Komunitas Informasi Masyarakat (KIM) Kalimantan Timur baru saja meraih penghargaan Juara Umum dalam Festival dan Kompetisi KIM 2025 yang diadakan di Kota Tangerang, Banten. Kegiatan ini diresmikan oleh Direktur Jenderal Komunikasi Publik dan Media Kementerian Komunikasi dan Digital, Fifi Aleyda Yahya, menandai momen penting bagi komunitas informasi di Indonesia.
Festival ini tidak hanya merayakan prestasi, tetapi juga menjadi ajang untuk mempromosikan pentingnya kualitas informasi yang akurat dan bermanfaat bagi masyarakat. Pesan dari Fifi mendapatkan apresiasi luas karena menyoroti peran KIM sebagai jembatan informasi yang penting saat ini.
KIM sangat penting dalam mengarahkan kualitas ruang publik. Menurut Fifi, organisai ini menjadi salah satu program prioritas dari Presiden Prabowo Subianto, yang berfokus pada peningkatan aksesibilitas informasi di tingkat desa hingga kota besar.

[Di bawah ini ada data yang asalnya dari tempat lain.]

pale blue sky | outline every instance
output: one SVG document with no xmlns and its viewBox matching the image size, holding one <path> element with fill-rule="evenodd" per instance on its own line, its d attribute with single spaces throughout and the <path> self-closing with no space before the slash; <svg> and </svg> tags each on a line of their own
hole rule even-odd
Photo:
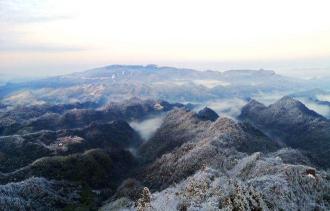
<svg viewBox="0 0 330 211">
<path fill-rule="evenodd" d="M 112 63 L 330 75 L 327 0 L 0 0 L 0 73 Z"/>
</svg>

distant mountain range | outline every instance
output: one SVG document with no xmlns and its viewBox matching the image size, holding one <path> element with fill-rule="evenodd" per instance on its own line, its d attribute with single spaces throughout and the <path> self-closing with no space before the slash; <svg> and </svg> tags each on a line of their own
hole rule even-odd
<svg viewBox="0 0 330 211">
<path fill-rule="evenodd" d="M 173 102 L 248 98 L 259 93 L 329 88 L 269 70 L 196 71 L 156 65 L 110 65 L 69 75 L 0 87 L 4 104 L 109 102 L 131 97 Z"/>
<path fill-rule="evenodd" d="M 156 65 L 7 83 L 0 210 L 329 210 L 327 86 Z"/>
</svg>

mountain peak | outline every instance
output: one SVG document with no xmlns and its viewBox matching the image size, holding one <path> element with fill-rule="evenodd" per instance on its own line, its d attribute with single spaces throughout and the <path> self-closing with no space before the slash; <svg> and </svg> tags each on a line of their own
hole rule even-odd
<svg viewBox="0 0 330 211">
<path fill-rule="evenodd" d="M 260 103 L 259 101 L 255 100 L 255 99 L 251 99 L 247 105 L 265 106 L 264 104 Z"/>
<path fill-rule="evenodd" d="M 277 100 L 275 103 L 270 105 L 270 107 L 279 107 L 279 108 L 303 108 L 305 107 L 300 101 L 294 99 L 290 96 L 284 96 L 281 99 Z M 307 108 L 306 108 L 307 109 Z"/>
<path fill-rule="evenodd" d="M 310 116 L 313 118 L 324 118 L 323 116 L 321 116 L 320 114 L 316 113 L 313 110 L 310 110 L 309 108 L 307 108 L 302 102 L 300 102 L 299 100 L 296 100 L 290 96 L 284 96 L 281 99 L 279 99 L 278 101 L 276 101 L 274 104 L 269 106 L 271 109 L 275 109 L 275 110 L 287 110 L 290 111 L 291 113 L 300 113 L 302 115 L 306 115 L 306 116 Z M 297 113 L 298 112 L 298 113 Z"/>
<path fill-rule="evenodd" d="M 216 119 L 218 119 L 219 115 L 213 111 L 212 109 L 208 108 L 208 107 L 204 107 L 202 110 L 200 110 L 197 113 L 197 116 L 199 119 L 201 120 L 210 120 L 210 121 L 215 121 Z"/>
<path fill-rule="evenodd" d="M 264 104 L 254 100 L 254 99 L 251 99 L 245 106 L 243 106 L 239 118 L 242 116 L 245 116 L 246 114 L 250 113 L 251 111 L 262 110 L 265 108 L 267 108 L 267 107 Z"/>
<path fill-rule="evenodd" d="M 290 104 L 297 104 L 297 103 L 301 103 L 298 100 L 295 100 L 293 97 L 291 96 L 283 96 L 281 99 L 279 99 L 276 103 L 290 103 Z"/>
</svg>

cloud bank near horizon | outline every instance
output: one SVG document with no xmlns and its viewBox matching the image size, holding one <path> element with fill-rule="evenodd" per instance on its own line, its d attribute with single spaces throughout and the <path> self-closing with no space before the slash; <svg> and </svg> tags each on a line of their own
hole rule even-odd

Menggali Peran Komunitas Informasi dalam Masyarakat
Kegiatan Festival dan Kompetisi KIM adalah wujud apresiasi dari Kementerian kepada semua anggota KIM. Mereka dianggap sebagai garda terdepan dalam menyampaikan informasi yang berkualitas kepada masyarakat. Konsep ini sangat relevan di tengah meningkatnya kebutuhan akan informasi yang bisa dipercaya di era digital.
Saat menerima penghargaan, Fifi berharap bahwa momen ini akan memicu semangat agar seluruh anggota KIM lebih aktif berkontribusi dalam menyebarkan informasi yang baik. Penekanan terhadap kualitas informasi adalah penting, apalagi di tengah banyaknya hoax yang beredar.
Fifi memuji dedikasi para anggota komunitas informasi yang berupaya untuk menjangkau masyarakat dengan program-program pemerintah, seperti Cek Kesehatan Gratis dan Sekolah Rakyat. Program-program ini penting untuk meningkatkan kesejahteraan masyarakat.
Pentingnya Literasi Digital untuk Generasi Muda
Data terbaru menunjukkan bahwa penetrasi internet di Indonesia sudah mencapai 80%, yang berarti sekitar 229 juta orang kini memiliki akses internet. Namun, angka ini juga menunjukkan bahwa 48% dari pengguna adalah anak-anak di bawah usia 18 tahun. Hal ini menimbulkan keprihatinan mengenai keamanan informasi yang mereka terima.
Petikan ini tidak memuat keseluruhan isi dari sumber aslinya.